I turn a corner and swerve into the middle of the road to pass the blue-hulled boat in its trailer hitched to the back of the grey four-wheel drive. Three fishing rods stretch up high from holders strapped inside of the boat. It’s always there, parked on the road side, sometimes in a cloud of sea and salt. A dog inside the house barking a string of ‘don’t come in here’ from behind the window is always there too.
My breath quickens, yet it’s still at a comfortable tempo without first run gasps and the dread of collapse from not being able to run any further. Around another corner and a vacant block of land lined by the stark pale grey of a new concrete path, inviting me to run on it – no chance, not with these knees!
This could be my last run for the year, unless I’m lucky enough to squeeze in one more on New Year’s Eve. It’s been a year, one that allowed me the chance to work with great people, two in particular who are warm, strong, caring and astute with a thinking of challenge and understanding, one of which is acting for me and my writing. Two great wins this year, akin to finding two needles in a haystack!
Two cars pass by. This part of the world is waking. Up an incline and my breath turns to panting. Sweat dribbles into my eyes and blurs my vision – as if I can’t see already! An open hand wipe clears away gathering pools of wet.
Around another bend and I’m almost at St Thomas’ and three quarters done. Marriage equality was hot this year, and so it should – love is love after all. Australia, you’re falling behind.

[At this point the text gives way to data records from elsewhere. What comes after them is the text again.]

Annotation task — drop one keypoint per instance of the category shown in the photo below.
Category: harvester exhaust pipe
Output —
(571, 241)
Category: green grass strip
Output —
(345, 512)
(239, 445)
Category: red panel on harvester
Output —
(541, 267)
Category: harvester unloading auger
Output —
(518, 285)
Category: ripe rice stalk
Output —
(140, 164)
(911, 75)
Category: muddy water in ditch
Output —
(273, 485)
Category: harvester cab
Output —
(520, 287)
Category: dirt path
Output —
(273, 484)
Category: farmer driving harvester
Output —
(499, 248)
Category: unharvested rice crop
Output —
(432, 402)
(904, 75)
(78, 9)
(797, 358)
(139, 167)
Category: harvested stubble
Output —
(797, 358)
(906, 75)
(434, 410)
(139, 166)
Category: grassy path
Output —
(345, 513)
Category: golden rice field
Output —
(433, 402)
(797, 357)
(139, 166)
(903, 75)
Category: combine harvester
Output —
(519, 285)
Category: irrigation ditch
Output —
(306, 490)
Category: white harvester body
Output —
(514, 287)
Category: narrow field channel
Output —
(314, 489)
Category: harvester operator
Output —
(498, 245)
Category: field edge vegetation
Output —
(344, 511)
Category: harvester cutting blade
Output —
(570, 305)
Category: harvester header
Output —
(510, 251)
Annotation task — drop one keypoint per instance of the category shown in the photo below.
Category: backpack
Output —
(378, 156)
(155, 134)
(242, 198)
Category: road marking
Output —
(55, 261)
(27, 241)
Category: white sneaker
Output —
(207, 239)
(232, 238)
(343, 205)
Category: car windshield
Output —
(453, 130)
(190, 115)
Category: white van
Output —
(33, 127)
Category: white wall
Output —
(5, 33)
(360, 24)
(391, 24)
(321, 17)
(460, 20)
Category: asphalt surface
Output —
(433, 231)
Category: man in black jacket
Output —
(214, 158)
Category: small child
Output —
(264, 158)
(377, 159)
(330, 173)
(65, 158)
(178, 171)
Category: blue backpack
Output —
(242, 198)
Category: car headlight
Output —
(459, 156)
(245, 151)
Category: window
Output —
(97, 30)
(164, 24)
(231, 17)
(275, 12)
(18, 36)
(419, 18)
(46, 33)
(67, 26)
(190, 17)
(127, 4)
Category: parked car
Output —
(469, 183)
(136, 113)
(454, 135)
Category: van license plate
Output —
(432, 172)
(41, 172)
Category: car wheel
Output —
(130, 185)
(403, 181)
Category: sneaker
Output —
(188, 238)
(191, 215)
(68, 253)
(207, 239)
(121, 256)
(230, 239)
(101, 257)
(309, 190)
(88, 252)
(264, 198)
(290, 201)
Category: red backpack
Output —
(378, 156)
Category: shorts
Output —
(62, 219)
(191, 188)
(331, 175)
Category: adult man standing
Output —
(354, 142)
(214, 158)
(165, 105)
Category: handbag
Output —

My knees ache. It’s such an oxymoron at this point – tiredness thumping in, yet a mind still cleansing, purging. Keep going. Not long to go. Need to be fit for travelling next year. It’s good for my health too. Helps to recover from any unexpected illness, like my skin cancer this year. That was three months of recovery and no activity and feeling like a caged lion, and dealing with the mental anguish of that ‘C’ word. Panting. Keep going. Just like the Syrians and so many others fleeing their homes. They kept going. Such determination and fortitude, such contrast to the gluttonous talk of greed and ego and futility of mass shootings. My pace quickens without effort.
Two utes turn from the next corner, on their way to work with tools and a wheel burrow stacked in the back. I’m almost home, where another driver has recently entered the household, just when two young men distressingly left theirs after a tragic car collision. Two others in the car are in hospital, one in a coma and the other, with a broken leg and back. Such loss of young life, such grief of families makes the reality too real, life too fragile, especially when my young men are friends of these young men.
Heat sets in and I’m beginning to roast. Keep going. Not long to go. I’m conscious of my head and shoulders falling forward and the sweat pouring from my head and face, down my neck and onto my chest and back. Straighten up. This planet is roasting too and thankfully, the summit in Paris on climate change has seen countries come together to address it. Whether you believe in climate change or not, it’s a positive to be looking after our planet. Poor Paris, it has had its own enduring year.
On the home stretch now, my street’s in sight. Keep going. Be fit. A slight gasp. Two more driveways … and home, just as the sun rises over a terracotta tiled roof. Gasp and gasp, hands on hips to hold me up.
An enduring run after the excess of Christmas, after the year that’s been. The next one will be better. They generally are. Best wishes for your 2016 year.